For the ninth year in a row, Air Liquide is one of the signatories of the United Nations Global Compact. the group has been included in the FTSE4Good index for six years.

AOF – DETAILS

Key points

– Second in the world after Linde-Praxair in industrial and medical gases, born in 1902;

– Sales of 23.3 billion euros are structured in 3 areas: 96% gas and industrial services, engineering and construction followed by GMT – global markets and technologies;

– Balance of revenue by geographic area – 38% America, 33% Europe, 22% Asia-Pacific;

– A business model based on multi-year contracts (1/3 of revenue from twenty-year contracts) and long-term industrial partnerships, offering good visibility of future results and operating margins of more than 20%;

– Open capital, 33% for individual shareholders and 2.5% for employees, Benoît Poitier, chairman of the 12-member board of directors, François Jackow managing director;

– A healthy balance sheet, with net debt upgraded to A2, down to €12 billion or 46% of shareholders’ equity at the end of June, and free cash flow at 24% of sales.

Challenges

– Develop 225 strategy with 3 priorities:

– financial indicators: 5-6% annual growth in revenues, +10% return on capital employed through investment decisions of 16 billion euros between 2022 and 2025, half of which is dedicated to the energy transition;

– decarbonization of industry: low-carbon industrial gases, CO2 capture and management;

– technological innovation addressed to 5 professions: hydrogen mobility, electronics, healthcare, industrial trade and high technologies – space, cryogenics, quantum…;

– A €300 million + funded innovation strategy focused on operational excellence, openness to technologies in core business or disruption through:

– a global network of 6 innovation campuses, + 400 academic partnerships;

– special laboratories: digital factory for data expertise, Alizent for IoT, m-Lab for molecules, i-Lab for deciphering trends, 60% of them for energy transition, etc.

– in alliance with ALIAD venture capital fund, Chinese fund CSE and Accelair fund;

– An environmental strategy approved by the SBTi and aiming for carbon neutrality by 2050 with 2 intermediate goals through 2025 (start of absolute emissions reduction) and 2035 (33% reduction compared to 2015):

– CO2 capture, hydrogen production by electrolysis, decarbonation solutions,

– 8 billion euros will be invested in the hydrogen value chain by 2035,

– Cooperation and participation in a 200 million euro dedicated fund to support SMEs offering environmental solutions with Rothschild & CO and Solar Impulse – a global financing fund for low-carbon hydrogen (shortly invested 1.2 billion euro with Baker) Hughes, Charg Industries, Plug Power, TotalEnergies and Vinci, for a leverage effect of 15 billion euros),

– increase of renewable energy sources;

– Ability to pass on higher energy prices to customers;

– Activity visibility: EUR 3.4 billion worth of ongoing projects and EUR +3 billion of industrial investment opportunities at the end of September, of which 40% is in the energy transition.

Challenges

– Russia-Ukraine conflict: exceptional provision for Russian assets and withdrawal from Russia;

– Energy inflation: savings (€262 million in the first nine months) and pass-through of costs to customers, but offset by difficulties with European customers of the Big Industry division;

– Growth prospects in operating margin and net current profit for 2022, after 8.3% growth in turnover and 5.3% in net profit at the end of September.

Learn more about the chemical sector

Nothing is going well for German chemistry

German chemicals, heavily dependent on Russian gas, are struggling.
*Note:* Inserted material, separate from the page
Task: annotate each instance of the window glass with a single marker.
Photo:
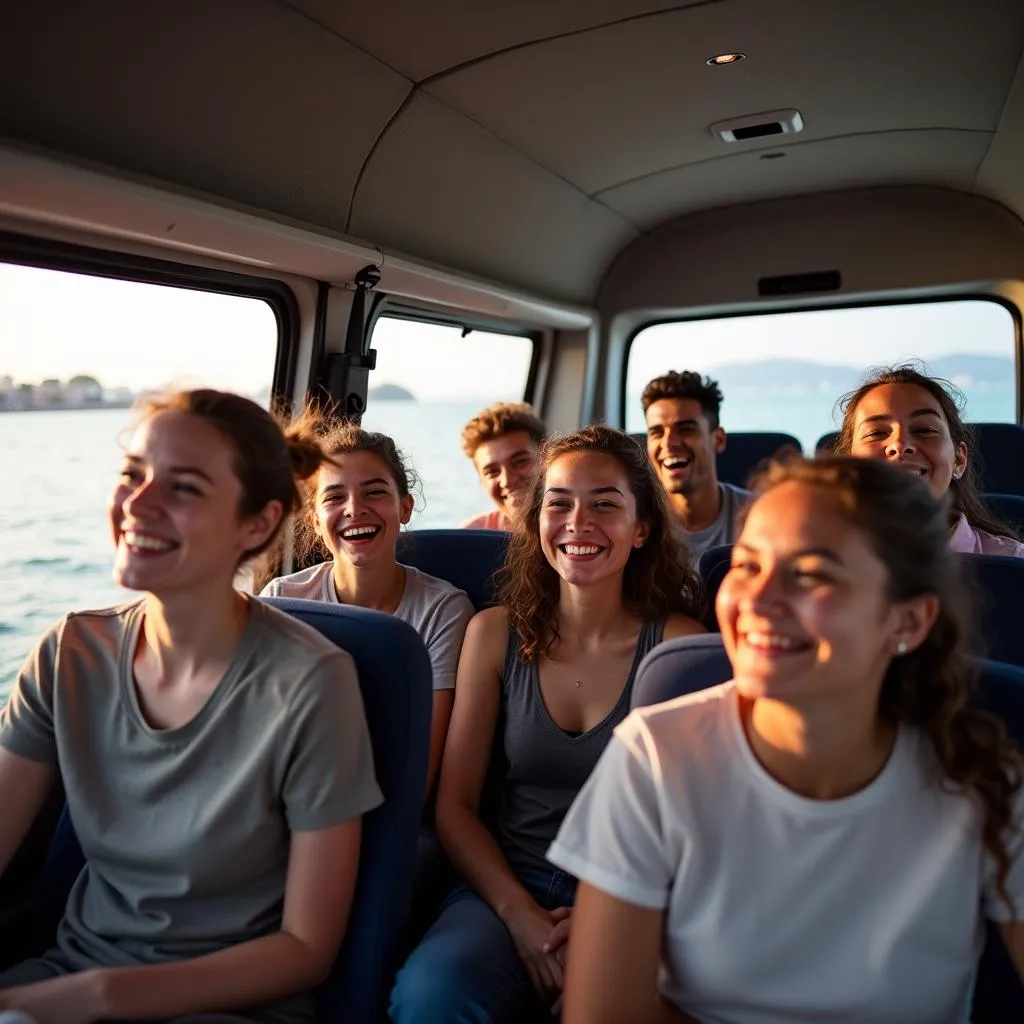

Production fell 8.5% in 2022, with overall sales down 1.6% to €63.1 billion, following sluggish sales in the automotive sector and lower demand in construction. Special chemicals work better. On the other hand, the capacity utilization rate in basic chemicals has dropped significantly to less than 80%. Germany’s third industrial sector is being tempted to move to the US, where energy costs are much lower. With the Deflation Act, the United States created the right environment for the current challenges.